Iraq and moral obligation

In the time before the war in Iraq, Colin Powell famously instructed President Bush in the "Pottery Barn rule." In other words, you break it, you buy it.

As we know, the administration couldn't have botched things better if it had tried. Let's presume for a second that the war was justified. The administration threw out State Department recommendations for the post-invasion phase and naively assumed that this period would prove a cakewalk. There's much more, including this week's report about a US probe of fraud involving billions of dollars in weapons for Iraqi and American forces.

It's no wonder that many Americans would just like the war -- or US involvement in it -- to go away.
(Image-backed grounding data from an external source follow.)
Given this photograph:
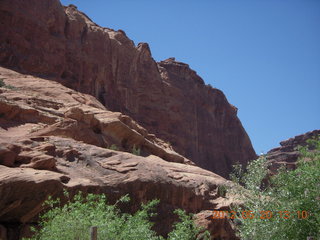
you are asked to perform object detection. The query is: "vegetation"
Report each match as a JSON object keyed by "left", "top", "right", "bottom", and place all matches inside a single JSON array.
[
  {"left": 168, "top": 209, "right": 210, "bottom": 240},
  {"left": 229, "top": 137, "right": 320, "bottom": 240},
  {"left": 24, "top": 191, "right": 209, "bottom": 240},
  {"left": 217, "top": 185, "right": 227, "bottom": 197},
  {"left": 108, "top": 144, "right": 141, "bottom": 157},
  {"left": 132, "top": 144, "right": 141, "bottom": 156},
  {"left": 0, "top": 78, "right": 16, "bottom": 89},
  {"left": 109, "top": 144, "right": 119, "bottom": 151},
  {"left": 0, "top": 78, "right": 5, "bottom": 87}
]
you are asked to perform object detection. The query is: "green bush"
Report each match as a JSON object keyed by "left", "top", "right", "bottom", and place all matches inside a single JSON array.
[
  {"left": 24, "top": 192, "right": 209, "bottom": 240},
  {"left": 0, "top": 78, "right": 16, "bottom": 89},
  {"left": 132, "top": 145, "right": 141, "bottom": 156},
  {"left": 229, "top": 137, "right": 320, "bottom": 240},
  {"left": 167, "top": 209, "right": 210, "bottom": 240},
  {"left": 109, "top": 144, "right": 119, "bottom": 151}
]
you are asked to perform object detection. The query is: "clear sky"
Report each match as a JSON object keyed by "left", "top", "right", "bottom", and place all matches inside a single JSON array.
[{"left": 61, "top": 0, "right": 320, "bottom": 154}]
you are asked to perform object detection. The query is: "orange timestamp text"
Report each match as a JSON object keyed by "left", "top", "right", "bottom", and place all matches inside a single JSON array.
[{"left": 212, "top": 210, "right": 310, "bottom": 220}]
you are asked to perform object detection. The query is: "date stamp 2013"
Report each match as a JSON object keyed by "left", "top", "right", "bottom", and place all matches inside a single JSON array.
[{"left": 212, "top": 210, "right": 310, "bottom": 220}]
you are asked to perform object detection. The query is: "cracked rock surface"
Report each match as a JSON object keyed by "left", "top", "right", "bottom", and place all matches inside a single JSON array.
[{"left": 0, "top": 67, "right": 237, "bottom": 239}]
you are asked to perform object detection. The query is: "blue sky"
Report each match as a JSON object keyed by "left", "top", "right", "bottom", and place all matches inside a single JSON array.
[{"left": 61, "top": 0, "right": 320, "bottom": 153}]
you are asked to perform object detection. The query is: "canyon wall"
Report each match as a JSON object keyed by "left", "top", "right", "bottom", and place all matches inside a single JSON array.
[
  {"left": 0, "top": 0, "right": 257, "bottom": 177},
  {"left": 0, "top": 66, "right": 238, "bottom": 239},
  {"left": 267, "top": 129, "right": 320, "bottom": 173}
]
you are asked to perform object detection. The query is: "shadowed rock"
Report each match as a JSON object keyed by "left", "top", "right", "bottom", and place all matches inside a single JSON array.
[
  {"left": 266, "top": 129, "right": 320, "bottom": 173},
  {"left": 0, "top": 0, "right": 256, "bottom": 177},
  {"left": 0, "top": 67, "right": 238, "bottom": 239}
]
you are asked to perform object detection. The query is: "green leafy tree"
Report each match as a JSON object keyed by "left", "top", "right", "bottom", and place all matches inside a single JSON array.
[
  {"left": 229, "top": 137, "right": 320, "bottom": 240},
  {"left": 168, "top": 209, "right": 210, "bottom": 240},
  {"left": 24, "top": 191, "right": 209, "bottom": 240}
]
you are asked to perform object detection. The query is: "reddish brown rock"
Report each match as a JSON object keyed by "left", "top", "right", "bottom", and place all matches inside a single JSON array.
[
  {"left": 0, "top": 137, "right": 233, "bottom": 238},
  {"left": 0, "top": 224, "right": 7, "bottom": 240},
  {"left": 0, "top": 0, "right": 256, "bottom": 177},
  {"left": 0, "top": 67, "right": 188, "bottom": 165},
  {"left": 0, "top": 67, "right": 239, "bottom": 239},
  {"left": 195, "top": 210, "right": 239, "bottom": 240},
  {"left": 0, "top": 145, "right": 16, "bottom": 167},
  {"left": 155, "top": 59, "right": 256, "bottom": 176},
  {"left": 266, "top": 129, "right": 320, "bottom": 173}
]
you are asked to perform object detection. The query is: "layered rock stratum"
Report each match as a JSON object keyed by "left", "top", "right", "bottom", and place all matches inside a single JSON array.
[
  {"left": 266, "top": 129, "right": 320, "bottom": 173},
  {"left": 0, "top": 67, "right": 238, "bottom": 239},
  {"left": 0, "top": 0, "right": 260, "bottom": 239},
  {"left": 0, "top": 0, "right": 256, "bottom": 178},
  {"left": 0, "top": 1, "right": 317, "bottom": 239}
]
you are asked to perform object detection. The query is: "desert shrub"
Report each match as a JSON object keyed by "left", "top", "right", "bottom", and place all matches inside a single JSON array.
[
  {"left": 167, "top": 209, "right": 210, "bottom": 240},
  {"left": 0, "top": 78, "right": 16, "bottom": 89},
  {"left": 132, "top": 145, "right": 141, "bottom": 156},
  {"left": 217, "top": 185, "right": 227, "bottom": 197},
  {"left": 109, "top": 144, "right": 119, "bottom": 151},
  {"left": 229, "top": 137, "right": 320, "bottom": 240},
  {"left": 24, "top": 191, "right": 208, "bottom": 240}
]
Most of the attention about the recent first seasonal episode of HBO's Real Time with Bill Maher has gone to actor Tim Robbins's excoriation of Cheney biographer Stephen Hayes. Yet another member of their panel, an NPR journalist, made a provocative point: that American liberals are selective when it comes to human rights, caring more about this subject in the US and some other countries than in Iraq. I think she was on to something.
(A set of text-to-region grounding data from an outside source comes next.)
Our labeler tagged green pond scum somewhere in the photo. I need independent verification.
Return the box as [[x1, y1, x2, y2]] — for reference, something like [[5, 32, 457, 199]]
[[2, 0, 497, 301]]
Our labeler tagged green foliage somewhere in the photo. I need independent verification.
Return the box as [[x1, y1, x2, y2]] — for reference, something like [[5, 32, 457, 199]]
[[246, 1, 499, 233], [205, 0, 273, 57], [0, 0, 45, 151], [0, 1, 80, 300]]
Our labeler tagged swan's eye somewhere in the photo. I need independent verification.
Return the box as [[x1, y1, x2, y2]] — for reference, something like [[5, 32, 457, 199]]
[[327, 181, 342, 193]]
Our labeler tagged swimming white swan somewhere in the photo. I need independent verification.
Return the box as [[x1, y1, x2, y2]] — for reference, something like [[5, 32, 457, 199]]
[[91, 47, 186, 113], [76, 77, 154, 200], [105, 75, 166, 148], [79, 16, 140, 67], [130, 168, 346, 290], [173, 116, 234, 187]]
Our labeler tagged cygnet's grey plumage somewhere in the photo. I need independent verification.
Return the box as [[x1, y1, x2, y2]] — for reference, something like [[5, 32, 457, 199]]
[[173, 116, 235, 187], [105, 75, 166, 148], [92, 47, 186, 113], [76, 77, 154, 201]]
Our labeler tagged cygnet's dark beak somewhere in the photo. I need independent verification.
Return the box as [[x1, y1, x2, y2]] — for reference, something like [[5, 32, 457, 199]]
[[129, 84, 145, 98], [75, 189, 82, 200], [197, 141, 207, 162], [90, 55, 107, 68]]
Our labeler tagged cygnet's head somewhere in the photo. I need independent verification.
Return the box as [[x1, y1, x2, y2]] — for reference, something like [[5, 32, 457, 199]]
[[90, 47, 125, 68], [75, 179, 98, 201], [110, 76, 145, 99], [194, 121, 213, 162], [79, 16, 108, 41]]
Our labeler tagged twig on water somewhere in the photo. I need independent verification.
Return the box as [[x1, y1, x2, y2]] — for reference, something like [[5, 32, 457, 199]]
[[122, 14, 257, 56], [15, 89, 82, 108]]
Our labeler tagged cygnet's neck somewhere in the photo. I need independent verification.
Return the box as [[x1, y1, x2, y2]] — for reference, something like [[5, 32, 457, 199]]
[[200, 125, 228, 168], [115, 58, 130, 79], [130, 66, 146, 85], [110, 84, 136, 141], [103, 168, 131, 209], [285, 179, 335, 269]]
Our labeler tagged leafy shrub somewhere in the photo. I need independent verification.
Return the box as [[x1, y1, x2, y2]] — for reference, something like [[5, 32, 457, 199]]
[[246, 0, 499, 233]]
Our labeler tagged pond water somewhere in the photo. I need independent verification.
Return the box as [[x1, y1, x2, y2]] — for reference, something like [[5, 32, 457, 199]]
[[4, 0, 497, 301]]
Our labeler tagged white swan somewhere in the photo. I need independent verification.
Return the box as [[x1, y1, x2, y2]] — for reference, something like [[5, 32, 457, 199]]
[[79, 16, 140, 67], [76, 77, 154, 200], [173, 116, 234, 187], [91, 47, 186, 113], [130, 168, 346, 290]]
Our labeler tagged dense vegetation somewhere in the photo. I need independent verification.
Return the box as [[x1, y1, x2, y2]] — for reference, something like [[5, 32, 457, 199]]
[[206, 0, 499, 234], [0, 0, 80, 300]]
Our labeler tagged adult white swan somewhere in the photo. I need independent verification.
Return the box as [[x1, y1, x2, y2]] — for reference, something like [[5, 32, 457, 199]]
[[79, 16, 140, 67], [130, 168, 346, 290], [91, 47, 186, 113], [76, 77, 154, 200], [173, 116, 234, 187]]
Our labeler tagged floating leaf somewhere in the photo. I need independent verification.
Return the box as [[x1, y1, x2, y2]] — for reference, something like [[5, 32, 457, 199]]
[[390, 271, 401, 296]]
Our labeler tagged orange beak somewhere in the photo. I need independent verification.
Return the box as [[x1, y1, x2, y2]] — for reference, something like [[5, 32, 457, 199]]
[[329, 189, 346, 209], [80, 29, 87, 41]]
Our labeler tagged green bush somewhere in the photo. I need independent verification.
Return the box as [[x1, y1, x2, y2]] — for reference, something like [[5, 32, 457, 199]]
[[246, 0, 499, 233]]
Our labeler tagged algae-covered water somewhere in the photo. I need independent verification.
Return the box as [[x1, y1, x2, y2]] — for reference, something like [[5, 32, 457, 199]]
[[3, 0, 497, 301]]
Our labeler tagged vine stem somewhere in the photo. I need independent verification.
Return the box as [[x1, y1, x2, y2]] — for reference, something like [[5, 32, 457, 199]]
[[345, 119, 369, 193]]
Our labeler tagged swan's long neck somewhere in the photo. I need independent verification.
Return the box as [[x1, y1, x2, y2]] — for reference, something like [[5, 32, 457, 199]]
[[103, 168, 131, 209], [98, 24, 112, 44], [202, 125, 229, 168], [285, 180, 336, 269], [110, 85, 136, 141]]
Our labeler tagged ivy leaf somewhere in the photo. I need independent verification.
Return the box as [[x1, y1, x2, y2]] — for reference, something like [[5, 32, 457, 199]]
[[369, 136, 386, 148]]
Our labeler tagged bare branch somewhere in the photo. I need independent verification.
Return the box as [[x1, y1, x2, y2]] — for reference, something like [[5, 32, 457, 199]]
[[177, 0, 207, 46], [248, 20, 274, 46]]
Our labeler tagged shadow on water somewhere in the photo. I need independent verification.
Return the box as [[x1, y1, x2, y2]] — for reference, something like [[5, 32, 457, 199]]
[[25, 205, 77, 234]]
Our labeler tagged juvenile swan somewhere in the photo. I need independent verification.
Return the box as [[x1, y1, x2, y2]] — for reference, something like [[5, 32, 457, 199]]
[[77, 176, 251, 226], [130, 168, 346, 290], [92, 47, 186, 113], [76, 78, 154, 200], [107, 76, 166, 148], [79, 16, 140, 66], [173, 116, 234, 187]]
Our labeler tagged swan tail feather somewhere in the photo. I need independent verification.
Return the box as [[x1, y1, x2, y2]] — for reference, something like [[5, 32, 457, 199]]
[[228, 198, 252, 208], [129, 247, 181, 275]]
In related news, the New York Times reports today on how few of the Iraqis who have aided the US in their country are reaching American safe havens:

BAGHDAD — Despite a stepped-up commitment from the United States to take in Iraqis who are in danger because they worked for the U.S. government and military, very few are signing up to go, resettlement officials said.
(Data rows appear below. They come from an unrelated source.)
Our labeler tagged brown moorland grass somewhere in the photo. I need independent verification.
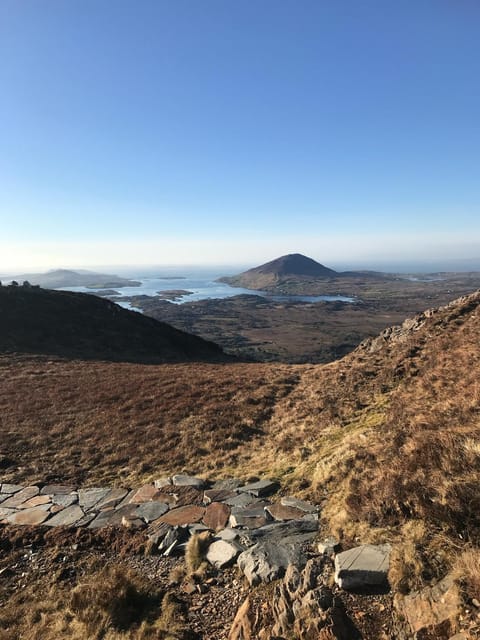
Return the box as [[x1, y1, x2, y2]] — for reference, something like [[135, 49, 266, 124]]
[[0, 357, 301, 486]]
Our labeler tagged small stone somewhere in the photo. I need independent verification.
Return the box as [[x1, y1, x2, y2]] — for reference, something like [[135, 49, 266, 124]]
[[334, 544, 391, 589], [237, 479, 279, 498], [171, 474, 206, 489], [157, 505, 206, 526], [206, 539, 243, 569], [44, 505, 85, 527], [203, 502, 230, 530], [317, 536, 339, 555]]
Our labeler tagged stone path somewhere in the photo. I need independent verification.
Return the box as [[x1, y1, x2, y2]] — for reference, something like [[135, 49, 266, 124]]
[[0, 476, 323, 581]]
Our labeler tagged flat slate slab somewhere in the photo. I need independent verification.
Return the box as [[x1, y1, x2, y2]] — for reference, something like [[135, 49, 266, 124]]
[[52, 493, 78, 507], [280, 496, 318, 513], [237, 479, 280, 498], [203, 502, 230, 530], [89, 504, 138, 529], [1, 484, 23, 494], [224, 493, 258, 508], [157, 505, 206, 526], [265, 503, 306, 521], [203, 489, 237, 505], [95, 488, 129, 511], [40, 484, 76, 495], [238, 540, 307, 585], [128, 484, 161, 504], [18, 495, 51, 509], [2, 486, 40, 508], [6, 504, 51, 525], [171, 474, 206, 489], [334, 544, 391, 590], [45, 505, 85, 527], [135, 501, 169, 523], [78, 488, 110, 511]]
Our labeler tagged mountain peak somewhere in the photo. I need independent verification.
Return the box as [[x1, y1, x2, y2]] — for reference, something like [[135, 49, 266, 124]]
[[251, 253, 337, 278]]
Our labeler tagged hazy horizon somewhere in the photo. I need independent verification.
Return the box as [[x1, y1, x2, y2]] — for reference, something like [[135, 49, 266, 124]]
[[1, 2, 479, 270]]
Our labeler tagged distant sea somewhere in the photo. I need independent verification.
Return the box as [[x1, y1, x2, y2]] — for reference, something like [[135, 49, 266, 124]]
[[60, 266, 355, 307]]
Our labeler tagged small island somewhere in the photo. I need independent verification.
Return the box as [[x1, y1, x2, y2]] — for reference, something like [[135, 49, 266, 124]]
[[156, 289, 194, 301]]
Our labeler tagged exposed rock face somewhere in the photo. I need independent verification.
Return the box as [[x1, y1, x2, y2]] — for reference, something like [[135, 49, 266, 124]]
[[334, 544, 391, 589], [394, 574, 461, 639], [237, 540, 307, 586], [228, 597, 255, 640], [242, 560, 362, 639]]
The reason, Iraqis say, is that they are not allowed to apply in Iraq, requiring them to make a costly and uncertain journey to countries like Syria or Jordan, where they may be turned away by border officials already overwhelmed by fleeing Iraqis.

The United Nations has submitted more than 9,000 Iraqis to the United States for consideration as refugees since the State Department announced a new resettlement program in February, but only about 5 percent of the applicants are former employees connected with the U.S. war effort, according to figures provided by the United Nations and the International Organization for Migration, the agencies processing the cases.

This year, administration officials began publicly discussing the special dangers faced by Iraqis working with Americans here and acknowledging the need to grant them safe haven in the United States. To that end, the Bush administration has set up a special program for a small number of Iraqis, which gives preferential treatment to full-time employees of the U.S. Embassy, currently about 125 in Baghdad, and to 500 interpreters by allowing them to skip the lengthy U.N. refugee process once they leave Iraq.

But thousands more Iraqis work for the United States through contractors like Titan, a subsidiary of L-3 Communications; DynCorp International; Parsons Corp.; and Triple Canopy. In all, 69,000 Iraqis work on contracts with the Defense Department through Iraqi and foreign companies, according to the U.S. military. They are cleaners, construction workers, drivers, security guards, to name a few, and although they face the same reprisals as anyone working more directly with the U.S. government, they do not fall into the special category.